I’ve learned to embrace the treadmill. It demands mechanical adjustment. It rewards rhythm. It punishes ego pacing.

But then came the real signal.

The Return of Posterior Tibialis

My previous posterior tibialis injury re-emerged. This time, it brought a mild shin splint along for company.

That was the moment of clarity.

I spent the better part of a week moping and woe-is-me-ing. That’s allowed. But only briefly.

Now it’s time to get back to work.


Why the 42.2 Can Wait

The 42.2 in May is likely a no-go.

That decision is not driven by ego. It is driven by experience.

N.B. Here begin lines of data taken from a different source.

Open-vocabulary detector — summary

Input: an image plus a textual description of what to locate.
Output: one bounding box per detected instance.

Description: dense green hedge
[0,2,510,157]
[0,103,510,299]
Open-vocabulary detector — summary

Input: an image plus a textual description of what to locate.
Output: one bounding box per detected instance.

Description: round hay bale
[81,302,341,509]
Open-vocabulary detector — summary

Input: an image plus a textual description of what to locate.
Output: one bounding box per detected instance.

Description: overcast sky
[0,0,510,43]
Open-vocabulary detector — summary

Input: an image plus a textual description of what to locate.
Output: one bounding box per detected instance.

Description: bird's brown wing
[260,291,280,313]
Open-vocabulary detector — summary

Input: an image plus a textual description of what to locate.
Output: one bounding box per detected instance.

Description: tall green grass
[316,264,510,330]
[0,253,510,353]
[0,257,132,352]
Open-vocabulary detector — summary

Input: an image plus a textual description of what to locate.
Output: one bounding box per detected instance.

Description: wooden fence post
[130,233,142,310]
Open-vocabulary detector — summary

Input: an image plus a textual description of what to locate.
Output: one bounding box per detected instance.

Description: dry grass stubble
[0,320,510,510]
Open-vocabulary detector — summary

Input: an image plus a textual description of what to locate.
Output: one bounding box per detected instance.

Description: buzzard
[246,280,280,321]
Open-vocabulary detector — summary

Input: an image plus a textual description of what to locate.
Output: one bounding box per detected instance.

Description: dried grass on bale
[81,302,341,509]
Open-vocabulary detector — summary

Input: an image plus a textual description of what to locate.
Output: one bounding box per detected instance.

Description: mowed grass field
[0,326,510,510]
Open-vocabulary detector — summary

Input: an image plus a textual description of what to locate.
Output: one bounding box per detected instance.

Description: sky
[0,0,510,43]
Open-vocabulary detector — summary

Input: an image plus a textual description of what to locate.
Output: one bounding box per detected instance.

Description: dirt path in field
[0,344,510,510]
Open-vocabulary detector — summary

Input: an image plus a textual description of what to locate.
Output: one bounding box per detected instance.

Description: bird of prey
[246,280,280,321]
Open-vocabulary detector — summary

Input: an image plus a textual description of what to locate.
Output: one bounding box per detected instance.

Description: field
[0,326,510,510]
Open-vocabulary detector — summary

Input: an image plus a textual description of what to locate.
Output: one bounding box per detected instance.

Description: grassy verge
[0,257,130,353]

The May race is a runcation in a city my wife holds dear. The goal is to show up healthy, toe a start line, and enjoy the experience. I am fully prepared to run the 21.1 or the 10K.

The marathon can wait for October 2026 at the TCS Toronto Waterfront Marathon.

If I am going to run 42.2 again, I want to do it properly.


Rebuilding the Engine: The Ouch to 10K Plan

The focus now shifts to maintaining and strengthening my aerobic engine while allowing the injured tissue to calm down.

Here is the plan:

  • Structured indoor cycling to mimic:
    • Easy runs
    • Long runs
    • Long runs with embedded progressions
    • Quality sessions
  • One controlled high-intensity cycling session per week
  • Two strength sessions weekly
  • Daily posterior tibialis rehab work
  • Mobility emphasis

Cycling allows me to preserve stroke volume and aerobic conditioning without the impact load of running. Strength training reinforces tissue durability. Mobility work improves mechanics.

This is not a fallback plan.

This is a pivot plan.


What Ouch to 10K Will Document

Each week in the Ouch to 10K series, I will document:

  • What I trained
  • What the data showed
  • How the injury responded
  • What surprised me
  • What I would adjust

This will not be a coaching prescription. It will simply be what I did.

If you are navigating posterior tibialis irritation, shin splints, winter treadmill adaptation, or suspected low iron, perhaps something here will resonate.


The Bigger Goal

The May race is about shared experience. The October race is about performance.

The long game is about running strong well into my late 60s and beyond.

Ouch to 10K begins not with a finish line, but with a recalibration.

And recalibration is still forward progress.